Cette convergence doctrinale peut d’ailleurs se muer en convergence politique. La majorité est rarement d’accord de plier l’échine devant une élite supérieure autoproclamée, et la terreur fasciste peut être utile si la lecture de La Grève n’y suffit pas. Ludwig Von Mises a du reste félicité Benito Mussolini d’avoir « sauvé la civilisation ». Il faut supposer que les exactions des chemises noires étaient un modus agendi parfaitement « civilisé ». Et Friedrich Von Hayek et Milton Friedman ont soutenu, et conseillé, la dictature d’Augusto Pinochet, premier régime à mettre en application le néolibéralisme.

 

Évidemment, aucun politicien libéral « n’ose dire aux foules » les « vérités » dont parle Ludwig Von Mises : après tout, ça ne se fait pas d’insulter des électeurs potentiels en les qualifiant d’êtres inférieurs.

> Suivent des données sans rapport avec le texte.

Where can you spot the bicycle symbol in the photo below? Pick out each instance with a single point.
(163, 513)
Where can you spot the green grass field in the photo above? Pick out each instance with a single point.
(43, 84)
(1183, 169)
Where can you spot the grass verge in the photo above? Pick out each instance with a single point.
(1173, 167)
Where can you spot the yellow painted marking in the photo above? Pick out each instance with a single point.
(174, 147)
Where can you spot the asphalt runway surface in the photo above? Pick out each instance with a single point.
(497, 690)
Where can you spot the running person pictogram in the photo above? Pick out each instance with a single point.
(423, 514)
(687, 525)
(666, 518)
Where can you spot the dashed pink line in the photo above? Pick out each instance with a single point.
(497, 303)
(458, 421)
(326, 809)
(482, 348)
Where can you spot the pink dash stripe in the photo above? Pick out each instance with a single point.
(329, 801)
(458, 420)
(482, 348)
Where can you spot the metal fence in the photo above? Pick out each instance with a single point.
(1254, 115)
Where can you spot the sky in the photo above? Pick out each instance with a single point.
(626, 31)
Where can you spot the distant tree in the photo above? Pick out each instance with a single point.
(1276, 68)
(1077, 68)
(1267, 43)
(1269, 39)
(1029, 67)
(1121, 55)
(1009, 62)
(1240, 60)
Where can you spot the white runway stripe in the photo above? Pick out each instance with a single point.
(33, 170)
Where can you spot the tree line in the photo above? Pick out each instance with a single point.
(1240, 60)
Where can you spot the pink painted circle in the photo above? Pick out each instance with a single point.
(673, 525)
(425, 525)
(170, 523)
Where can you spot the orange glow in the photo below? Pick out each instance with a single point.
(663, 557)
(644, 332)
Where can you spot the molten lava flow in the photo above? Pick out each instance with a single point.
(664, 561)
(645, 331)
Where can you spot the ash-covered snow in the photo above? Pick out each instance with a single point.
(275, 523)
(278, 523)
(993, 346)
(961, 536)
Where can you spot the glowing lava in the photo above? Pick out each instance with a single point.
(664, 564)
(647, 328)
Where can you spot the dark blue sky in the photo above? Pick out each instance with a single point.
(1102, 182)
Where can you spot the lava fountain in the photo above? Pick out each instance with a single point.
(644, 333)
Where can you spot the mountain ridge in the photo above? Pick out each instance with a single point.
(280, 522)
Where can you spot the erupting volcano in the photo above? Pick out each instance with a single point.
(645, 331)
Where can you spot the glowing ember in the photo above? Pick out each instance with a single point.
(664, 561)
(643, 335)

Est-ce parce qu’en vérité ils partagent les idées de Von Mises, et ne le disent pas, ou bien parce qu’ils les désapprouvent ? Beaucoup de politiciens libéraux de notre pays nieraient avec véhémence, et jurerait que leur libéralisme est pour la liberté de toutes et tous, pas seulement pour l’élite. Quant à d’autres, c’est moins sûr. Certains membres du PLR se réclament notoirement de penseurs de l’école autrichienne. Et les positions systématiques en faveur de la « politique du ruissellement » – laisser faire l’ « élite », pour le plus grand bien de toutes et tous –, le combat pour une école élitaire, ou encore l’admiration quasi-irrationnelle pour les milliardaires de la tech, dont on estime naturel qu’ils se sentent supérieurs à la loi commune, tendent à indiquer que les libéraux de notre pays acceptent au moins une forme édulcorée des idées de Rand et de Von Mises. Il serait démocratiquement sain de systématiquement leur poser la question quant à leurs vues à ce sujet.